Okay, so the main thing here is how do we sample? So what you really want is you
want to balance between exploration of the search space, which is essentially
sampling, and exploitation of that information. So we go back here, we've
explored a little bit of the search space and at some point we have said
this is enough information, now we're going to act. When you do that is a
choice that matters and we have no good idea of when that actually is. That is
something that needs to be again explored for a particular game because
there's no general rule that says oh exploitation after three levels that's
good and we don't know that. That's a parameter. Parameters to your search
algorithm which you might want to test. Okay but on a very abstract level you
can say you have to strike a good balance and you have to optimize for that.

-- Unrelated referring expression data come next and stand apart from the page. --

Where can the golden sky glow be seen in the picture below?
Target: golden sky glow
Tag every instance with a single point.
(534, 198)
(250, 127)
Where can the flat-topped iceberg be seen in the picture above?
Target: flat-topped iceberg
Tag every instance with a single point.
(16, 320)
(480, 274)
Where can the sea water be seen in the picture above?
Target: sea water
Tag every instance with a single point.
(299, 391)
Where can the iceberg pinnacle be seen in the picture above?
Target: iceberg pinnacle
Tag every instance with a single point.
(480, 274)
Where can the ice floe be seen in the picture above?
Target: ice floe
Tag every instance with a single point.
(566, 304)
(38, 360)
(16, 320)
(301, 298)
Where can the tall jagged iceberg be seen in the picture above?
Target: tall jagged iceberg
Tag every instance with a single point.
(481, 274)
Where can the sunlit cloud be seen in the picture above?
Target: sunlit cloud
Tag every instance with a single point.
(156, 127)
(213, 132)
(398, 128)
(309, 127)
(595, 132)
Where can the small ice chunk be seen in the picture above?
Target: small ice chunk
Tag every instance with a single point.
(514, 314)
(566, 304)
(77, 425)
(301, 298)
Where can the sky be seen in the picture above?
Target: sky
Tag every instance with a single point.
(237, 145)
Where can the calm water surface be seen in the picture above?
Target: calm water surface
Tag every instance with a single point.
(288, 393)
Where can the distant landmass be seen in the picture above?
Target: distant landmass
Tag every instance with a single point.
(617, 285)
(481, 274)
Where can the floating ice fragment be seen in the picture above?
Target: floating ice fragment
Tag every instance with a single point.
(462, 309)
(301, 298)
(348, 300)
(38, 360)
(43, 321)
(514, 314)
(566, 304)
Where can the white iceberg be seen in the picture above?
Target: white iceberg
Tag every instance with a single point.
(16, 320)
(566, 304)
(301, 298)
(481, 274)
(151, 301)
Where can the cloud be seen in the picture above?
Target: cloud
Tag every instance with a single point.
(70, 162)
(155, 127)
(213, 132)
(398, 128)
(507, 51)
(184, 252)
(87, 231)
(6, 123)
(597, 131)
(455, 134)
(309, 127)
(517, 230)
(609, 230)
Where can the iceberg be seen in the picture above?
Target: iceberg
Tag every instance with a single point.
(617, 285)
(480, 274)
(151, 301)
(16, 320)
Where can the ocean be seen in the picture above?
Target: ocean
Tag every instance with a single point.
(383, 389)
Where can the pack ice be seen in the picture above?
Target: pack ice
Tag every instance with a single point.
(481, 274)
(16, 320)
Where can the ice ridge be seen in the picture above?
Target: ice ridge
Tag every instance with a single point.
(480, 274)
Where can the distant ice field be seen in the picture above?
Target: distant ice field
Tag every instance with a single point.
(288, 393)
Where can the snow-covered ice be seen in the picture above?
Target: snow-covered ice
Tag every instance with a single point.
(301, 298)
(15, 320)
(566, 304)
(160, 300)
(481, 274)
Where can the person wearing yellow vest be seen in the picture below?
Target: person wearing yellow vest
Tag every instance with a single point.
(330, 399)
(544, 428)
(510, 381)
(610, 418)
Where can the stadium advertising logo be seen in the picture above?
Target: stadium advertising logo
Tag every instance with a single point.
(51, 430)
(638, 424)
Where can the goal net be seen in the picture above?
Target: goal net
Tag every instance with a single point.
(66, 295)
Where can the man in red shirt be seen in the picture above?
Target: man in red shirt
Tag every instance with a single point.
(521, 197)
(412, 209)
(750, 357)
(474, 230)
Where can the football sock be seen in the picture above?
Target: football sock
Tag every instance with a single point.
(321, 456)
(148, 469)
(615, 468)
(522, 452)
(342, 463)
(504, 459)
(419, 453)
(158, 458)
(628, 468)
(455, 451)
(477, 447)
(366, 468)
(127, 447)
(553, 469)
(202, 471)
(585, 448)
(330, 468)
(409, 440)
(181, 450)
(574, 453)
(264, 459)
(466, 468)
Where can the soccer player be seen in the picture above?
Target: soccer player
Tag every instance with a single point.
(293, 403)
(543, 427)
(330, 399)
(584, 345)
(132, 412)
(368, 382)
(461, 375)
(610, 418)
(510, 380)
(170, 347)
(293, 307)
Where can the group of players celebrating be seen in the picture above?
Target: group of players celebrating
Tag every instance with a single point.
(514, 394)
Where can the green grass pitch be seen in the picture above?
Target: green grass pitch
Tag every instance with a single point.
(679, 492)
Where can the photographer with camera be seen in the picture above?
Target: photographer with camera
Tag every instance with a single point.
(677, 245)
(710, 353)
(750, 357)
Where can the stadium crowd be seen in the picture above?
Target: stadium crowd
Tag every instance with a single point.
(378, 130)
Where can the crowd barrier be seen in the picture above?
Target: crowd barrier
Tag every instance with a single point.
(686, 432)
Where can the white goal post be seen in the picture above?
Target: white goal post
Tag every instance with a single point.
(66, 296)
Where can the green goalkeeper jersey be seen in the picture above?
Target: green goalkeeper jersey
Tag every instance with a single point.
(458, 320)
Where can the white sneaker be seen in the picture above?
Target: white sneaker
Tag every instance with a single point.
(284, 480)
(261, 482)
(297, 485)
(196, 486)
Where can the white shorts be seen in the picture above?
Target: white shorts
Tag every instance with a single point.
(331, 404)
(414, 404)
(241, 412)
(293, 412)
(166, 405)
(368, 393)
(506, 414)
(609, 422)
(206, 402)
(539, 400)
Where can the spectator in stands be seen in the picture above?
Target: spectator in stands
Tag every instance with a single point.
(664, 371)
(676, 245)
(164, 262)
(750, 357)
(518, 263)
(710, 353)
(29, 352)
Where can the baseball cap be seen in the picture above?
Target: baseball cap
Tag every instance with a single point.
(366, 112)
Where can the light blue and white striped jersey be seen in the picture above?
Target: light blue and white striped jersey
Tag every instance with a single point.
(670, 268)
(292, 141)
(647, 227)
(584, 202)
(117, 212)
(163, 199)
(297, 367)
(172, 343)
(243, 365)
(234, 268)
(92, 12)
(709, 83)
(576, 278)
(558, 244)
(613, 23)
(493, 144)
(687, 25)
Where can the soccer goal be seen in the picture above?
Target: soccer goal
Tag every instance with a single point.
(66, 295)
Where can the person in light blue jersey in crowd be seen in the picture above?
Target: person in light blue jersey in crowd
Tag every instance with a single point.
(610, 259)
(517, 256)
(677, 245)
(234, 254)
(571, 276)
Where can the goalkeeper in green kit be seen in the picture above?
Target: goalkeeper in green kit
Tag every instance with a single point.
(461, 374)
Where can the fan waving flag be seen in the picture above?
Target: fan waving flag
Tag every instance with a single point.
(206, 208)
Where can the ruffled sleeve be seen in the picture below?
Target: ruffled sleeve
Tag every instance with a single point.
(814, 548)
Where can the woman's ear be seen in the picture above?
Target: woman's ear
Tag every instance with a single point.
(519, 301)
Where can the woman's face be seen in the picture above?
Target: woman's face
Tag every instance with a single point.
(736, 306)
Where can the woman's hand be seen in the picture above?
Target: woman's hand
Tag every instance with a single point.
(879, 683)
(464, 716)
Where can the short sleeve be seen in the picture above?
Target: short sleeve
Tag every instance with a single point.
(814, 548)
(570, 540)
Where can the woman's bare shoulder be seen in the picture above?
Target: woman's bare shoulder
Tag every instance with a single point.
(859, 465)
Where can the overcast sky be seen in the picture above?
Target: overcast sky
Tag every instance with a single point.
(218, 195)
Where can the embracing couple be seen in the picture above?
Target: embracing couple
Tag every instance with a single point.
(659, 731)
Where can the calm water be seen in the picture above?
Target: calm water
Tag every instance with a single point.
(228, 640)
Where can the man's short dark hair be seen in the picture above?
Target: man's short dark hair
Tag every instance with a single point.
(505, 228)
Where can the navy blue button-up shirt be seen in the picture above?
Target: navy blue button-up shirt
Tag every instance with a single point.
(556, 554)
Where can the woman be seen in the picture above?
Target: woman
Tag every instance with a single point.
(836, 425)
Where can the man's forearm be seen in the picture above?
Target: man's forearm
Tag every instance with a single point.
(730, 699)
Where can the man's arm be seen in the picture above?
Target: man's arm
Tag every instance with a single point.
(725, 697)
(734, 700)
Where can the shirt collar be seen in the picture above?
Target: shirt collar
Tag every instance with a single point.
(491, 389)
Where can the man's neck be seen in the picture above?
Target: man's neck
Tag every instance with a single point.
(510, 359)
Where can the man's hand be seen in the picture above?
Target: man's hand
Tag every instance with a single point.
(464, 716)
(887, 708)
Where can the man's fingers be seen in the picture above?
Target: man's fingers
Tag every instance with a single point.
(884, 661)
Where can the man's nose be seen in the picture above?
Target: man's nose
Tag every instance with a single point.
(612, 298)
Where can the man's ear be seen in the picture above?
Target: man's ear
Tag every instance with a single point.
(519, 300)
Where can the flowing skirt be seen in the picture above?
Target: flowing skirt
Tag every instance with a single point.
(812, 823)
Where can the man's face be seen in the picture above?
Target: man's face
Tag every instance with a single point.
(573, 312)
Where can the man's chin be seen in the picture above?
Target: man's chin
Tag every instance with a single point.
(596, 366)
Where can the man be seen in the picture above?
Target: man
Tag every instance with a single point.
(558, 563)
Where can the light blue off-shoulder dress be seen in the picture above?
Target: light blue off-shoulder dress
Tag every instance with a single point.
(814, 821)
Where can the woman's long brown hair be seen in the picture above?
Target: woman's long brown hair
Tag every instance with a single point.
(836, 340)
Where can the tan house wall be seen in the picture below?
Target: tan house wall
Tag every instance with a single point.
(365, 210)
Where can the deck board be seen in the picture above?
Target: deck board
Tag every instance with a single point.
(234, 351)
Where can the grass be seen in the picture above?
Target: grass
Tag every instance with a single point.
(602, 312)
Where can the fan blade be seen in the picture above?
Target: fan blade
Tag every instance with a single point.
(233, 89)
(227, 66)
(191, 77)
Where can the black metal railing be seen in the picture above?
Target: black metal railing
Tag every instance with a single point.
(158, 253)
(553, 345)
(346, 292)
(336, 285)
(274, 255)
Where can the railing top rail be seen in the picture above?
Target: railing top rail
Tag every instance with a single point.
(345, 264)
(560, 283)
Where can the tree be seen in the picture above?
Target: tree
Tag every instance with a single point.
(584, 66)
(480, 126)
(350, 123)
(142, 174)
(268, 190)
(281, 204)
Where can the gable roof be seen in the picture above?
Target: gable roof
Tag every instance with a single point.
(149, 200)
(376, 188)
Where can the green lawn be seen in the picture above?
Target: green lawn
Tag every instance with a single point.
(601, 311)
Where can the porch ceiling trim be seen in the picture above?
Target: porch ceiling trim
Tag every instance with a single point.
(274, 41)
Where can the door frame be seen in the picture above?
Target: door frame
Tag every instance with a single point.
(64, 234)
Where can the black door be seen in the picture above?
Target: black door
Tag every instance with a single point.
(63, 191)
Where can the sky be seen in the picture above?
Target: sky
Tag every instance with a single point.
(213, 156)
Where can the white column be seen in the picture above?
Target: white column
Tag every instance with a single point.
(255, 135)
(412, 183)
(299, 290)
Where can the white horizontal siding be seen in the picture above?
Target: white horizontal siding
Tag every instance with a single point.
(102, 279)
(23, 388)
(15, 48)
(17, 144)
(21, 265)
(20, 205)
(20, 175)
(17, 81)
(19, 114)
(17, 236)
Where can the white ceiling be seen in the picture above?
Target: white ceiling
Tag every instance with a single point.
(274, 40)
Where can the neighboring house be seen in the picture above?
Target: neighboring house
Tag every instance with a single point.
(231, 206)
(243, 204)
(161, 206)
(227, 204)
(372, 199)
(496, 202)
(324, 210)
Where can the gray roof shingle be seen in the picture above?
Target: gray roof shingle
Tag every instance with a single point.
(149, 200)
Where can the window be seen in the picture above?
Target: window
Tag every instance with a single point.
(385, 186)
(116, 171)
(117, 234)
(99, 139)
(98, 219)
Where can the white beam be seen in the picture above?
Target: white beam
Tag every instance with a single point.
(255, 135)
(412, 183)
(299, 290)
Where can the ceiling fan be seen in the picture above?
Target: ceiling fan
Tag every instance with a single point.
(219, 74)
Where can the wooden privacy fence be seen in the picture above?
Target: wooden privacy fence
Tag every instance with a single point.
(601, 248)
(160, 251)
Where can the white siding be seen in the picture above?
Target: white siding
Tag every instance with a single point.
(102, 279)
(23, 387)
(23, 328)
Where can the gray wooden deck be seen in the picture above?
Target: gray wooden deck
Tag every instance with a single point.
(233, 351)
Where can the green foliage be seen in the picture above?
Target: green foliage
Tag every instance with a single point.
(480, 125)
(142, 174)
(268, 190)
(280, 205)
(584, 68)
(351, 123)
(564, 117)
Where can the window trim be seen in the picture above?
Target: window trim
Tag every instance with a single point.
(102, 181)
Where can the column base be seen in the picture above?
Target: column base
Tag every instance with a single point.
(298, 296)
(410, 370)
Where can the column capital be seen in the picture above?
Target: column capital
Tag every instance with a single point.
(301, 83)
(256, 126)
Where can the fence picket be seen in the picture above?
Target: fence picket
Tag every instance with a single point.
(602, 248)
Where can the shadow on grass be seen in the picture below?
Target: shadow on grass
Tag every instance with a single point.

How that works? Up to you. And of course you can now go and use advanced math or
statistics or something like that to optimize here and there are techniques
of this. One is this upper confidence bounds applied to trees. That's the name
that comes out. And really what you do there is you kind of, there's a
good, as you can imagine, there's a good well-understood area of
mathematics of playing one-armed bandits in casinos. It's relatively easy to
understand and if you understand it well then you might actually do better than
not. And for some games you can actually do card counting and all those kind of
things and you can actually win. So casino situations are things where we
understand the maths extremely well and so if you look at kind of this situation
or kind of this situation even better then you can think of them as random
processes which you can kind of make predictions about and this here you can
these kind of choices you can think of as a one-armed bandit.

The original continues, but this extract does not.